Time taken by branch and bound recursive*.
Num Threads
Num Cities | 1 | 2 | 3 | 4 | 5 | 6 | 7 | 8 | 9 | 10 | 20 | 30 |
5 | 0.009 | 0.012 | 0.012 | 0.01 | 0.01 | 0.01 | 0.01 | 0.01 | 0.01 | 0.011 | 0.01 | 0.011 |
6 | 0.01 | 0.01 | 0.01 | 0.01 | 0.012 | 0.01 | 0.011 | 0.011 | 0.01 | 0.012 | 0.01 | 0.011 |
7 | 0.008 | 0.01 | 0.011 | 0.011 | 0.01 | 0.01 | 0.01 | 0.009 | 0.01 | 0.01 | 0.01 | 0.009 |
8 | 0.009 | 0.01 | 0.01 | 0.01 | 0.01 | 0.01 | 0.01 | 0.01 | 0.009 | 0.009 | 0.01 | 0.011 |
9 | 0.011 | 0.011 | 0.011 | 0.01 | 0.009 | 0.012 | 0.012 | 0.011 | 0.01 | 0.01 | 0.01 | 0.01 |
10 | 0.015 | 0.013 | 0.012 | 0.013 | 0.012 | 0.011 | 0.01 | 0.01 | 0.01 | 0.01 | 0.01 | 0.011 |
11 | 0.084 | 0.051 | 0.042 | 0.032 | 0.04 | 0.026 | 0.027 | 0.026 | 0.026 | 0.026 | 0.019 | 0.02 |
12 | 0.653 | 0.358 | 0.248 | 0.197 | 0.316 | 0.136 | 0.14 | 0.139 | 0.138 | 0.131 | 0.077 | 0.078 |
*Time indicated in s
Time taken by exhaustive search with simple pruning xTreme Parallelization*.
Num Threads
Num Cities | 1 | 2 | 3 | 4 | 5 | 6 | 7 | 8 | 9 | 10 | 20 | 30 |
5 | 0.003 | 0.003 | 0.003 | 0.003 | 0.003 | 0.003 | 0.003 | 0.003 | 0.003 | 0.003 | 0.00467 | 0.00533 |
6 | 0.003 | 0.003 | 0.003 | 0.003 | 0.003 | 0.003 | 0.003 | 0.003 | 0.003 | 0.003 | 0.00567 | 0.005 |
7 | 0.003 | 0.003 | 0.003 | 0.003 | 0.003 | 0.003 | 0.003 | 0.003 | 0.003 | 0.003 | 0.00467 | 0.00467 |
8 | 0.00433 | 0.004 | 0.003 | 0.003 | 0.003 | 0.003 | 0.003 | 0.003 | 0.003 | 0.003 | 0.00467 | 0.00467 |
9 | 0.017 | 0.010 | 0.008 | 0.007 | 0.006 | 0.00533 | 0.00533 | 0.005 | 0.005 | 0.005 | 0.005 | 0.005 |
10 | 0.143 | 0.077 | 0.052 | 0.040 | 0.033 | 0.028 | 0.025 | 0.022 | 0.020 | 0.018 | 0.012 | 0.010 |
11 | 1.723 | 0.890 | 0.607 | 0.460 | 0.359 | 0.309 | 0.270 | 0.234 | 0.207 | 0.183 | 0.099 | 0.070 |
12 | 21.842 | 11.412 | 7.621 | 5.794 | 4.640 | 3.867 | 3.294 | 2.86 | 2.584 | 2.357 | 1.191 | 0.827 |
*Time indicated in s
The plots showing speedup over single-thread version for both the problem of size 5 cities and 10 cities is shown below for the second implementation. The x-axis the number of threads (1 to num of cities) and y-axis is the (1/total time) generated by time command. * averaged over (~5) times.
cat /proc/cpuinfo
siblings | 16 |
core id | 0 |
cpu cores | 8 |
apicid | 0 |
bogomips | 4199.89 |
TLB size | 1536 4K pages |
clflush size | 64 |
cache alignment | 64 |
address sizes | 48 b , 48 b |
num processors | 64 |
So there are 64 logical processors that the operating system sees. Now our parallelization does not make sense for a small problem of 5 cities that too starting with 0, so the number of states is only 4! = 24. Now parallelizing this tiny number of states does no good and the overhead of creating many threads is not favourable and thus we observe slowdown instead of speedup.

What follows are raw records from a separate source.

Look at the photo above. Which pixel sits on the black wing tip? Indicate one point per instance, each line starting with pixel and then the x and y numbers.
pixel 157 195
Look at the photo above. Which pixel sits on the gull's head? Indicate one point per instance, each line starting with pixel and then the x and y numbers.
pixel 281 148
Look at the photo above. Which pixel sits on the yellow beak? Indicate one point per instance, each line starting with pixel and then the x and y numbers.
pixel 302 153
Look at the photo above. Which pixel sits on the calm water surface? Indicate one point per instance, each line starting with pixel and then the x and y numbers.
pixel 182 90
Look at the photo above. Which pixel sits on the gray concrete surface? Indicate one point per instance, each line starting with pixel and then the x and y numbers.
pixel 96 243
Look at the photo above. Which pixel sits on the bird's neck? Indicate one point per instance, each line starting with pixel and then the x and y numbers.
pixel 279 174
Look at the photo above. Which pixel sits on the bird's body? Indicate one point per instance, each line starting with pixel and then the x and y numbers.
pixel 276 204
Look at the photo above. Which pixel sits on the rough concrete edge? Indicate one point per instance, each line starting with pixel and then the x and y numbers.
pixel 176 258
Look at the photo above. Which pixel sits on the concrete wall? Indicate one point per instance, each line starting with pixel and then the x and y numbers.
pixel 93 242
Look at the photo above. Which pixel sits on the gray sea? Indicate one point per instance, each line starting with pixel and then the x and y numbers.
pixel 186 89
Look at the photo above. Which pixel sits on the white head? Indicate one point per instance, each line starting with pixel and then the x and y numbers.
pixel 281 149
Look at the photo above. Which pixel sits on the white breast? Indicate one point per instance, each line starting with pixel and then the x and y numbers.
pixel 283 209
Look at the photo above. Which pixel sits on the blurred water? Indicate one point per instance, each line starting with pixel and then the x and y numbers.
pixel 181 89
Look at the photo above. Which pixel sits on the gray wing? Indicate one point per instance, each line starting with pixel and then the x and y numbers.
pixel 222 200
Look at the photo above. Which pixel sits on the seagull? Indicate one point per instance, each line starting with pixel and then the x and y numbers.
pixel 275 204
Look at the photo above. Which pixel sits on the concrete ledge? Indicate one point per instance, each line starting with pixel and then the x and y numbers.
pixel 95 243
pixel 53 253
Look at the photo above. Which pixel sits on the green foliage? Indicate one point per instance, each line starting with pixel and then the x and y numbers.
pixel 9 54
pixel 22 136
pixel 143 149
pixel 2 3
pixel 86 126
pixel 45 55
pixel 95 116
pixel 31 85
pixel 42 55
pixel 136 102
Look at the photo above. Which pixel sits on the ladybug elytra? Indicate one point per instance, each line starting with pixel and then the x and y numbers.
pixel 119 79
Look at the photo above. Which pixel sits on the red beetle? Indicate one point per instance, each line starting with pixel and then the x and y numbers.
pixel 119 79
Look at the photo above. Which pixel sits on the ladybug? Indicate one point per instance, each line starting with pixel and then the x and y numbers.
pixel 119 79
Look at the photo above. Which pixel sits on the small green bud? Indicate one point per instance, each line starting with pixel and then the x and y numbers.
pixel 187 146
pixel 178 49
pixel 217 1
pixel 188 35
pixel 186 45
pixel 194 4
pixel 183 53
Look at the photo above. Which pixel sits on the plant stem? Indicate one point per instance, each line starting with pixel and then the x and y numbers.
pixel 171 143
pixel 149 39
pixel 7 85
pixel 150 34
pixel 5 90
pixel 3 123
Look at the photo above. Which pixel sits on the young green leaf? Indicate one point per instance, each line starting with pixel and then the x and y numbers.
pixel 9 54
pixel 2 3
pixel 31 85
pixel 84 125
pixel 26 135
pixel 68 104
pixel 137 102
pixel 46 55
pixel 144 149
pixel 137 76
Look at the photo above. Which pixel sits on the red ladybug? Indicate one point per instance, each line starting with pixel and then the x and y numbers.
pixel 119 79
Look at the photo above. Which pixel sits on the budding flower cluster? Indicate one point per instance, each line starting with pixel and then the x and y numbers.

However for the 10 city case, we have 9! ~ 360K states and because of pruning we have way less but still considerable unmber of states and thus we observe almost linear speedup. The kinks of the graph are an easy explanation because the speedup is not exact linear, because of the stochastic nature of pruning involved, thus introducing non linear character.